As of 2025, the personal loan market is undergoing turbulence amid rising interest rates, altering the borrowing landscape. Personal loans are frequently the flexible option for financing costly events such as weddings, addressing unexpected medical expenses, or debt, because they are typically not secured by collateral. However, as personal loan interest rates in India rise, repaying the loan is increasingly burdensome for borrowers . This article discusses the impact of rising interest rates on borrowers, examines some of the macroeconomic context, and explores strategies for managing loans on a high-cost basis.

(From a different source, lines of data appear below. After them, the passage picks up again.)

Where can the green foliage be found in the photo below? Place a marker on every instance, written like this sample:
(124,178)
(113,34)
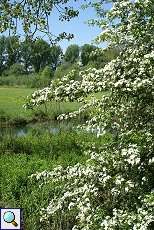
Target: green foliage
(40,54)
(55,56)
(2,53)
(16,69)
(65,69)
(86,51)
(23,156)
(34,16)
(12,50)
(72,54)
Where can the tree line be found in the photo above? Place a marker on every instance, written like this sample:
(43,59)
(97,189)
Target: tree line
(34,55)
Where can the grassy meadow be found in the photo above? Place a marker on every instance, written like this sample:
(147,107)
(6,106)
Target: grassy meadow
(37,151)
(12,111)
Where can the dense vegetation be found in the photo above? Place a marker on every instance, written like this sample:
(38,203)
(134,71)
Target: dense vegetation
(34,63)
(100,177)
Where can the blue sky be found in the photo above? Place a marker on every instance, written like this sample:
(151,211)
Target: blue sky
(78,26)
(82,32)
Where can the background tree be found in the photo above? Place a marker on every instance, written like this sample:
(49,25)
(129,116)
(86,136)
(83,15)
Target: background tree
(86,51)
(26,53)
(12,50)
(56,54)
(34,16)
(72,54)
(2,53)
(41,52)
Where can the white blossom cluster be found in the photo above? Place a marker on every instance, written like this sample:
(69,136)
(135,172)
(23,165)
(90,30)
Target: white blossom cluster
(114,188)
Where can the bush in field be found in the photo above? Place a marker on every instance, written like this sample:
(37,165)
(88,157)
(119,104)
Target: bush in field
(45,76)
(64,69)
(114,189)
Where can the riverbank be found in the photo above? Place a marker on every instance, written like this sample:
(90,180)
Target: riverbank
(22,156)
(13,113)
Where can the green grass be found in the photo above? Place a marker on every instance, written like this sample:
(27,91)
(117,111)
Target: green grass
(11,102)
(11,106)
(12,111)
(20,157)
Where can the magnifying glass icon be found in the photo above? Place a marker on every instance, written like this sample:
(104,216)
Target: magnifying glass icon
(9,217)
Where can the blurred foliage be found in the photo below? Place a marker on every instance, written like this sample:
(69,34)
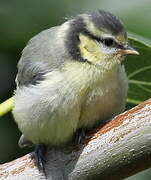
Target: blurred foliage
(20,20)
(138,69)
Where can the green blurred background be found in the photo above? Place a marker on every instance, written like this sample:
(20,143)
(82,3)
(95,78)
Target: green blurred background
(22,19)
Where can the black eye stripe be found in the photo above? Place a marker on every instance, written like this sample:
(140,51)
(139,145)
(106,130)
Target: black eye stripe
(102,40)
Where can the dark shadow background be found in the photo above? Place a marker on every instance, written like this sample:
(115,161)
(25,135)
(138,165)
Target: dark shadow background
(22,19)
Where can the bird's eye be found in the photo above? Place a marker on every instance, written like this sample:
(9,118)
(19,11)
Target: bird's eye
(108,42)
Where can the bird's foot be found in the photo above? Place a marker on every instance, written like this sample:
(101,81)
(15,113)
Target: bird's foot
(40,153)
(80,135)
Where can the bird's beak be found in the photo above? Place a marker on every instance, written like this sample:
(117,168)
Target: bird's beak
(128,50)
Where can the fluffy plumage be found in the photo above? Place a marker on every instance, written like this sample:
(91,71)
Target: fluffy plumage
(69,78)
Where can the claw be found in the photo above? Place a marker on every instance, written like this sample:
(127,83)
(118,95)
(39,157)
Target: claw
(40,153)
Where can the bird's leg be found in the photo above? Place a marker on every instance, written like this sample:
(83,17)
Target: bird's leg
(40,153)
(80,135)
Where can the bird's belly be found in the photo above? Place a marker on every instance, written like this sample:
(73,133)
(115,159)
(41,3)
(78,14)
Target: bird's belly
(103,103)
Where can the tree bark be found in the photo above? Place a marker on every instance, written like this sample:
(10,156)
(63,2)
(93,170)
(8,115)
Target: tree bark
(114,151)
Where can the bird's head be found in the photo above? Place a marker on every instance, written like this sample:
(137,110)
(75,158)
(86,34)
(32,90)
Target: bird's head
(98,38)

Why Has the Interest Rate Increased?

The Reserve Bank of India (RBI) informs the cost of borrowing by its repo rate, or the rate it lends to banks. In 2025, inflation will increase prices as global supply chain constraints and domestic demand increase. Therefore, the RBI is being careful with rate cuts, and they will take a further hike into consideration if inflation remains a concern. As of early 2025, the RBI kept the repo rate at 6.50% due to continuing inflation risks. The potential for any cuts to rates will depend on the trend of inflation moderating. Expectedly, these decisions from the RBI will impact the Indian personal loan interest rate. The interest rate for a personal loan can typically range between 10.75% and 25%, depending on a borrower’s credit profile and lender policy.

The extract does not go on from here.